Künstliche Intelligenz kann in der Medizin Krankheiten frühzeitig diagnostizieren, Therapien verbessern und das medizinische Personal entlasten. Ein Beispiel, bei dem KI helfen kann, ist die Biomarker-Erkennung. Bei Biomarkern handelt es sich um eindeutige Indikatoren, mit denen sich zum Beispiel Krebserkrankungen in pathologischen Bildern aufspüren lassen.

Tissue Concepts-Foundation Model: Das Grundgerüst wird gleichzeitig auf verschiedene Aufgaben (Multitasking) vortrainiert. Erst danach folgen aufgabenspezifische Informationen.(Bild:  Fraunhofer MEVIS)
Tissue Concepts-Foundation Model: Das Grundgerüst wird gleichzeitig auf verschiedene Aufgaben (Multitasking) vortrainiert. Erst danach folgen aufgabenspezifische Informationen.
(Bild: Fraunhofer MEVIS)

Doch eine KI ist immer nur so gut, wie sie trainiert wurde. Doch in der medizinischen Bildgebung haben Forscher mit einer Datenknappheit zu kämpfen. Forschern des Fraunhofer-Instituts für Digitale Medizin MEVIS ist es in Zusammenarbeit mit der RWTH Aachen, der Universität Regensburg und der Hannover Medical School gelungen, ein Modell zu entwickeln, das Gewebeproben anhand eines Bruchteils der üblichen Trainingsdatensätze schnell, zuverlässig und ressourceneffizient analysiert.

Biomarker-Erkennung: Weg von großen Datenmengen

Klassische Basismodelle, etwa Sprachmodelle wie ChatGPT, werden selbstüberwacht mit großen Datensätzen trainiert. Diese liegen jedoch bei medizinischen Bildanalysen meist nicht vor. Tatsächlich stellen die geringen Datenmengen in klinischen Studien eine große Herausforderung für die Künstliche Intelligenz dar.

Das erschwert es, vorhandene Muster und damit diagnostisch relevante Merkmale verlässlich aufzuspüren. Um Künstliche Intelligenz effektiv zu trainieren, werden daher in der Regel große Mengen an Beispiel-Bildern unterschiedlicher Herkunft benötigt. Dabei misst jeder Gewebeschnitt typischerweise mehrere Gigabyte, enthält Tausende unterschiedlicher Zellen und spiegelt doch nur einen winzigen Bruchteil der beschriebenen Variabilität wider.

Erst Grundausbildung, dann Spezialisierung

Der Lösungsansatz der Fraunhofer-Forscher basiert auf überwachtem Vortraining. „Wir entwickeln eine Grundlagenschulung für die KI nach dem Vorbild der Ausbildung, die Pathologen durchlaufen. Sie müssen auch nicht von Fall zu Fall neu lernen, was ein Zellkern ist. Das ist Lehrbuchwissen. Einmal erfasst, sind diese Konzepte vorhanden und auf verschiedene Krankheiten übertragbar“, erklärt Fraunhofer MEVIS-Experte Dr. Johannes Lotz.

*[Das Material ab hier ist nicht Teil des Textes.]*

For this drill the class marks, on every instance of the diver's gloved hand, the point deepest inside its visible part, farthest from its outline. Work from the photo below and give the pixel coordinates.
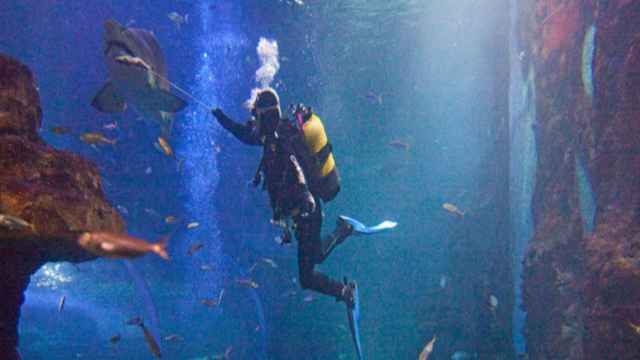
(308, 205)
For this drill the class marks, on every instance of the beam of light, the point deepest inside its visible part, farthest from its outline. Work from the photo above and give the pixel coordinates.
(585, 196)
(219, 46)
(523, 167)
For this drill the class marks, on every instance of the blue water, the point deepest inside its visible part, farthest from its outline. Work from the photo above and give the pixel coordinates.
(432, 65)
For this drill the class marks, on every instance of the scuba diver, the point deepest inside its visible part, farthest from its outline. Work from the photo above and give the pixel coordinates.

Analog dazu erlernt das KI-Modell in seiner Grundausbildung aus einer breiten Sammlung von Gewebeschnitt-Bildern mit verschiedenen Fragestellungen allgemeine Merkmale und Gesetzmäßigkeiten, sogenannte Tissue Concepts. In der Kombination dieser Aufgabenstellungen entstehen die großen Datenmengen, die für das Training eines robusten KI-Basismodells benötigt werden. In einem zweiten Schritt werden die gelernten Konzepte für eine spezifische Fragestellung genutzt. Auf diese Weise können die Algorithmen mit deutlich weniger Daten Biomarker identifizieren, die etwa verschiedene Tumorarten unterscheiden.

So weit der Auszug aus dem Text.